Apparently it's a touchy subject though? So please only nicely stated verifiable facts...

How about a list of companies making them currently?

Apparently Monster Bows is closing?

http://www.monsterbows.com/forums/viewtopic.php?f=3&t=6803

But maybe there will still be some available?

http://www.5150bows.com/forum/lofiversion/index.php?t5370.html

I found Oneida of course:

http://www.cponeidaeagle.com/
http://www.oneidabows.net

but I don't want cams...

and BTU Archery:

http://btuarchery.com/index.html

But doesn't appeal to me.

Apparently the basic design concepts of the cam-less style aren't patent encumbered?

http://www.monsterbows.com/forums/viewtopic.php?f=1&t=6833&p=55603&hilit=patent#p55603

(more patents here:

http://www.oneidabows.net/forum/viewtopic.php?f=21&t=1538

)

I was wondering if it would be possible for me to build one myself... if I can't buy a good-looking cam-less model?

William


----------



## huntinghippie

it is true, victim of the current economy has forced us to make some hard choices... the biggest of which is closing the doors. However, I have made arrangements with 5150/Gulfcoast Archery to supply parts, support, and service if needed for our bows so that all of our customers still have someone to turn to if they feel the need to. Some of the upgrade parts that I had been working on will also be available from 5150. I just really wanted to make sure, as much as possible, that nobody was left high & dry by this.



> Apparently the basic design concepts of the cam-less style aren't patent encumbered?


The fact is, whether there's a patent or not, people steal designs, alter them slightly, or just plain copy and start cranking them out... and can claim whatever. Unless you have a LOT of money to persue them legally, there's really not much that can be done. Our govt has so stripped the patent system down in the name of building competition and growth that the patent doesn't mean nearly as much as it used to. Doesn't really protect much other than your ability to produce your own products.

don't believe this.... well, it's not just our designs... look at the STS thing a few years ago. Everyone jumped on that. Sure they stopped a few people in the end but they lost lots of money. Or look at the 2 track 2 cam for another example. There's 5-6 or more companies building bows on that system and maybe 2-3 are paying for it if you follow the stories. Somewhere someone is getting hosed and it's taken years for even part of the story to come out and we may never know exactly who what when where and why. LOL

I don't know if anyone will take up the camless lever bow design. I've been approached by a few companies but only time will tell. If you want to build one yourself, it's very possible and there's plenty of resources to do that. I would start with Rich at 5150/Gulfcoast. He's very knowledgable and we are fully supporting them as well.
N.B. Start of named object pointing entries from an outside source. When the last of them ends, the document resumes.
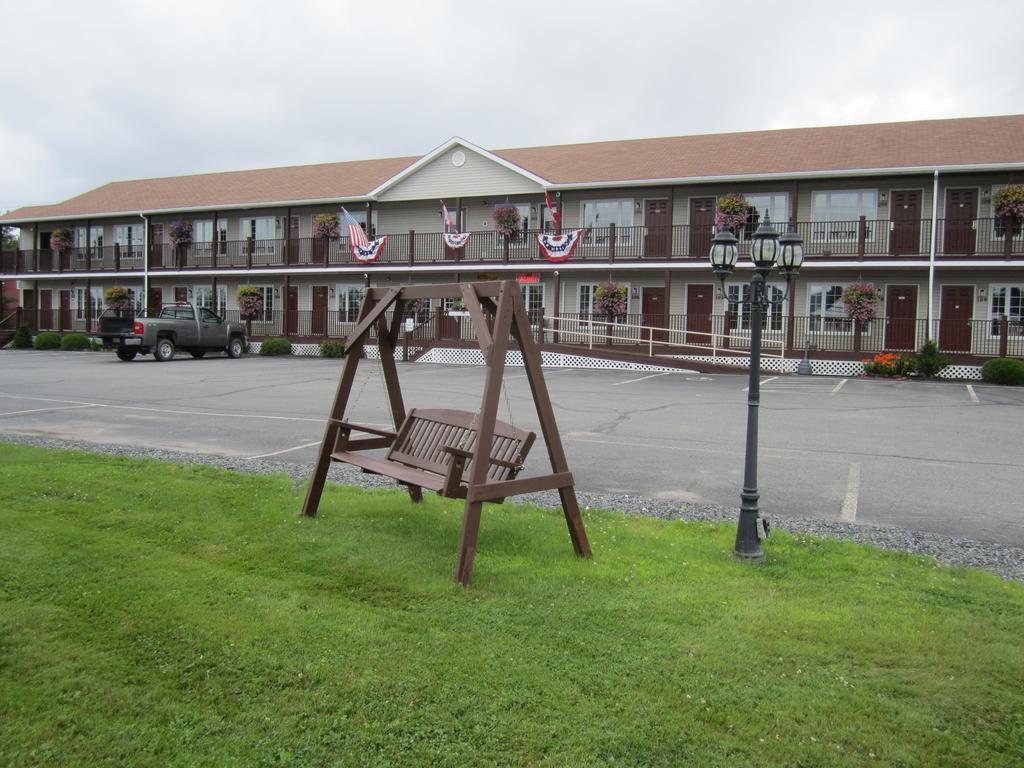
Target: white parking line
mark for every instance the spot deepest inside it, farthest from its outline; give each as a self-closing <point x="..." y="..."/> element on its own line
<point x="848" y="512"/>
<point x="643" y="378"/>
<point x="286" y="451"/>
<point x="47" y="410"/>
<point x="763" y="381"/>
As for any current style lever bow, there are no known valid, active patents covering any lever bow design configuration. this includes Monsters, 5150, Firebrands, Oneidas, etc. All are expired, and therefore public, though there may be some pending. 

Hope this helps.


----------



## GenesisAlpha

> and BTU Archery:
> 
> http://btuarchery.com/index.html
> 
> But doesn't appeal to me.
> 
> Apparently the basic design concepts of the cam-less style aren't patent encumbered?


To clarify, BTU archery is and will be a custom bow company, that helps with design and rework of older model bows and innovative approuches to new equipment. We do not Build New Bows.

We do carry the Genesis Alpha and in the near future the new hunting version with the open sight window model based on traditional riser design that will be a shoot-tru cable design.

The Genesis Alpha is built by Don Kudlacek in the USA.

I would suggest you call CP Oneida and or other companies to get the Full and Correct information on each as you have stated "Apparently it's a touchy subject though?".

My number is on my web Site and I would be more than happy to speak with you on my behalf about BTU Archery.

Bob Beneteau

Owner; BTU Archery


----------



## huntinghippie

http://www.uspto.gov/patents/process/status/index.jsp

find the patent and enter it in to find its current status. Pretty easy to use and find the accurate info... not speculation. 

So the answer to your question again is.... yes, it is possible for you to build a camless lever bow. As the now former owner of Monster Bows, the original bow you were interested in, my suggestion would be to contact 5150/Gulfcoast. I've been working with them now and fully support their efforts to further lever bows in general, including camless versions.


----------



## Mikie Day

im surprised how some manufactures have let their patens expire. very interesting site for sure


----------



## Oneida Bows

*Oneida History*










For those interested in oneida history here is a link to our history section at http://www.oneidabows.net/forum/viewforum.php?f=21
This Oneida Eagle Bows history section includes information I collected over the years from members of our forum, the internet as well as from three owners of oneida eagle bows. I have spoken with these individuals personally and received most of this information from them. For more information on oneida eagle bows you can go to www.oneidabows.net/forum


----------



## huntinghippie

> As for any current style lever bow, there are no known valid, active patents covering any lever bow design configuration. this includes Monsters, 5150, Firebrands, Oneidas, etc. All are expired, and therefore public, though there may be some pending.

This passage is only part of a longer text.